Он вышел из воды и закурил. Ах да! Я не зверь, потому что курю. Крыса или жираф не курят, насколько я знаю. Спасибо армии. Им каждый день раздавали все, что не давало совсем оскотиниться. Пять сигар. Десять сигарет. Жевательный табак. Всем этим можно было меняться. Ах да, и это тоже, обмен – признак высшего существа. Я нас недооценивал. Прошу прощения. Он сел, голый, рядом с Бернштейном. Кот рефлекторным движением потерся о его ляжки, но подскочил как ошпаренный, обнаружив, что Адольф мокрый.
Кошачья гримаса рассмешила их до слез.
– Коты боятся воды.
– Как и ты, я вижу, – сказал Адольф Бернштейну.
– О, со мной все сложнее.
Бернштейн отвернулся, чтобы Адольф не задавал больше вопросов.
К ним подбежал Нойманн, резвясь и подпрыгивая, такой веселый, что нагота его казалась детской. Адольф в очередной раз восхитился контрастом между очень бледной кожей и очень черной, блестящей бородой, окружавшей гордый нос с раздувающимися ноздрями: Нойманна как будто нарисовали тушью.
– Расскажите-ка мне свою жизнь до сорока лет, – сказал Бернштейн, почесывая пухлый животик кота.
– Что ты несешь?

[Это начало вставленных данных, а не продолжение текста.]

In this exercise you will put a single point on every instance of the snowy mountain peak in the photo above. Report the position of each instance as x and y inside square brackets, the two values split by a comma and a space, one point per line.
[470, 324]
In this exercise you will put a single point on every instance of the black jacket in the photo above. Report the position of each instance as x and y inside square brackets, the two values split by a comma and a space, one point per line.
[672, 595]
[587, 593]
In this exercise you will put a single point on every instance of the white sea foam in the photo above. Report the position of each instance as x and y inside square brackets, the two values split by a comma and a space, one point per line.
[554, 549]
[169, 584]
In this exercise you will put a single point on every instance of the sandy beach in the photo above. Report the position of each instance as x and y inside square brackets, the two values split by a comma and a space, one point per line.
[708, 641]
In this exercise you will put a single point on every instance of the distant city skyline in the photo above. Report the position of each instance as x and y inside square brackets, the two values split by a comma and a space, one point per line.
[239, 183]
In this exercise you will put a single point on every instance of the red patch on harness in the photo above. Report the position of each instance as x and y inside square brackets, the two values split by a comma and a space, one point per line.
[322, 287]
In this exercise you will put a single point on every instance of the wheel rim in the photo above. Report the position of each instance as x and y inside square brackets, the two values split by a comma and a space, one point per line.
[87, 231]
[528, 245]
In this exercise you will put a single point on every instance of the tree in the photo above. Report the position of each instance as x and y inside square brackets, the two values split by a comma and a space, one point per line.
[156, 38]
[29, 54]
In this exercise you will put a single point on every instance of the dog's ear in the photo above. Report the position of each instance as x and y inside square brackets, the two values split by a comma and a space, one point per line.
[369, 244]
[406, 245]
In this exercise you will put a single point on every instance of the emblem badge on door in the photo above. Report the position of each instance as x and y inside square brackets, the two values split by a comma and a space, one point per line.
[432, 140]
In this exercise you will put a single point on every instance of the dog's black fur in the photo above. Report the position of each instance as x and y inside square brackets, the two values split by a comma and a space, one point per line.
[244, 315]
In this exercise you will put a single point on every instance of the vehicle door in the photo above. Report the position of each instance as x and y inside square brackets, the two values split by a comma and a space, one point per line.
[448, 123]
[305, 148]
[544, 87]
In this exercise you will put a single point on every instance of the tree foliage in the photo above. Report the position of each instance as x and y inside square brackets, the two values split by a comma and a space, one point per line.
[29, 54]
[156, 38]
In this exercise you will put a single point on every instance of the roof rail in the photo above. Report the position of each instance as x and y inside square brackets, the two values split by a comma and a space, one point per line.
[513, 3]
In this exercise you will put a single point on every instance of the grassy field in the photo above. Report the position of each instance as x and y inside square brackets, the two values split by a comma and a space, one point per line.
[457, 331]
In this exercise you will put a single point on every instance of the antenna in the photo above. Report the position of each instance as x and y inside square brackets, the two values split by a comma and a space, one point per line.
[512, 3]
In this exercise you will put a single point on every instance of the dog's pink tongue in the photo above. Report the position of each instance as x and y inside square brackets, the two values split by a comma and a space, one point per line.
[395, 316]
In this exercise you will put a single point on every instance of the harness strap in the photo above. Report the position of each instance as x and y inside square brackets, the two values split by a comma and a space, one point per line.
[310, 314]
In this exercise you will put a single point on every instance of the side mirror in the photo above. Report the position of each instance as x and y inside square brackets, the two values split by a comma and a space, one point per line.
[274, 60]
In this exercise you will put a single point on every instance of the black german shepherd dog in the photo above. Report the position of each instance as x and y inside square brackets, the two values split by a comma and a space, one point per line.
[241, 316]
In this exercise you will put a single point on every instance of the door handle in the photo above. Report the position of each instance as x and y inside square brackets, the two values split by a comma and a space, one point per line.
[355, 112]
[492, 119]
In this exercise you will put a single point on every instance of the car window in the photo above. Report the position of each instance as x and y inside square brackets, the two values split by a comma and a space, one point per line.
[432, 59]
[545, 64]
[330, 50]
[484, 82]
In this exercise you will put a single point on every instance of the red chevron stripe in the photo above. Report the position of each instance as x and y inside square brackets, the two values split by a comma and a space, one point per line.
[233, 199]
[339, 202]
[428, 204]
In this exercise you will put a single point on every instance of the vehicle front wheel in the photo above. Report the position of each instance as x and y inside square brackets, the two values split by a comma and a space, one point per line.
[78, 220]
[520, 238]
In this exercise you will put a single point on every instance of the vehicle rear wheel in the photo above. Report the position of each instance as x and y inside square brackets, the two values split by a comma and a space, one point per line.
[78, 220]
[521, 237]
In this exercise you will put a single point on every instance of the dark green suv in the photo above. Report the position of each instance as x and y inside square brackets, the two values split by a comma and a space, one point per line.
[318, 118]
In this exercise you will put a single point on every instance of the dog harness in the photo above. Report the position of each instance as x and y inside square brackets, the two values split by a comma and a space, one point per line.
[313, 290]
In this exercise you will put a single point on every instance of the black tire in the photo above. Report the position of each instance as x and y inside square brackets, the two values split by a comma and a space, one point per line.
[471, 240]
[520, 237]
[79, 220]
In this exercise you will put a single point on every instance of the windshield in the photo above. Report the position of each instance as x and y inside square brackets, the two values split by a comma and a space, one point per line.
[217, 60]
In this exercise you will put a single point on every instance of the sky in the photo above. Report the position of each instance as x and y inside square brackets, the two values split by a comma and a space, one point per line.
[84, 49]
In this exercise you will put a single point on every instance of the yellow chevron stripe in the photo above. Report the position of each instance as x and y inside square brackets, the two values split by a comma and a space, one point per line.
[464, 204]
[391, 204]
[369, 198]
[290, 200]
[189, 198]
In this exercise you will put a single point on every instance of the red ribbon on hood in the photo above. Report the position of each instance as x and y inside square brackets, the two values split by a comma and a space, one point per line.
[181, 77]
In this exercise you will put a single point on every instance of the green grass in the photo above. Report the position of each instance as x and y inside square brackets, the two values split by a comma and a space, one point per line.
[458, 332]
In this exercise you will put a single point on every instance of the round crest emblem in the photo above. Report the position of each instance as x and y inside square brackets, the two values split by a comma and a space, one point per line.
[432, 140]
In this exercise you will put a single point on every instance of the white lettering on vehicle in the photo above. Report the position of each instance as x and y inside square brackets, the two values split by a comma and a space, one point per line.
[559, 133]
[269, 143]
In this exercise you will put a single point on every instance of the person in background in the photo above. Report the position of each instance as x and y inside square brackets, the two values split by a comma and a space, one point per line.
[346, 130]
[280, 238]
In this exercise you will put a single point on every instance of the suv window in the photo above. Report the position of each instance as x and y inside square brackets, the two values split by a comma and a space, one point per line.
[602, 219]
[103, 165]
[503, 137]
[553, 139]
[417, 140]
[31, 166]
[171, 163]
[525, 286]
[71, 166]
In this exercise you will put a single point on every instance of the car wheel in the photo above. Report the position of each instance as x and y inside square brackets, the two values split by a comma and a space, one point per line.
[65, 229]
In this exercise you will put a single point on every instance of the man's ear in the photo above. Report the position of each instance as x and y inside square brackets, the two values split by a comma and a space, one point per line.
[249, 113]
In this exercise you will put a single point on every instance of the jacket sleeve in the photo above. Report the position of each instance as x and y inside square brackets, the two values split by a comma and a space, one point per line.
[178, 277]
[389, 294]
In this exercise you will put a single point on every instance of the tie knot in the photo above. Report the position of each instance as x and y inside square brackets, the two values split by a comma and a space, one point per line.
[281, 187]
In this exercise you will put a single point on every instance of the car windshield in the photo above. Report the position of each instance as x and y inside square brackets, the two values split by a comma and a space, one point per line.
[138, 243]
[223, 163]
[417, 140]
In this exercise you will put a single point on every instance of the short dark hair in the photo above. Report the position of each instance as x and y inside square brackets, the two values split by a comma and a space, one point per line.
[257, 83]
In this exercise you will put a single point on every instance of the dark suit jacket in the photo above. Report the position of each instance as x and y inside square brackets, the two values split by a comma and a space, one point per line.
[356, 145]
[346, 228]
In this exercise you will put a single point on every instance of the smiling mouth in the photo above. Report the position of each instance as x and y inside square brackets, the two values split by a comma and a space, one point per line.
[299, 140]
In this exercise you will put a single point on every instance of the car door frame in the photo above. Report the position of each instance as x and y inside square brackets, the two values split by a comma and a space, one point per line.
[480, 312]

И вообще, почему ты не купаешься?
– И ты туда же, Нойманн. Это уже эпидемия. Все должны делать одно и то же. Все должны идти на войну. Все должны погибать под огнем. Все должны есть одно и то же дерьмо. Все потом не способны сделать нормальное дерьмо. Все должны купаться. Все…
– Стоп! Я понял. Больше не буду. Так что за игра?
– Игра состоит в том, чтобы сказать, что мы будем делать от сегодняшнего дня до сорока лет. Коль скоро мы не уверены, что будем еще живы завтра утром, я думаю, будет неплохо пофантазировать. К чему отказывать себе в удовольствии? Идет?
– Идет, – сказал Нойманн.
– Идет, – кивнул Адольф.
– Кто начнет?
Все глубоко задумались. Несколько месяцев назад они ответили бы с легкостью, но война была таким наполненным настоящим, что они утратили связь и с прошлым, и с будущим. Каждому пришлось сделать усилие, чтобы вспомнить, кто он и чего ждет от жизни, когда она перестанет быть просто выживанием.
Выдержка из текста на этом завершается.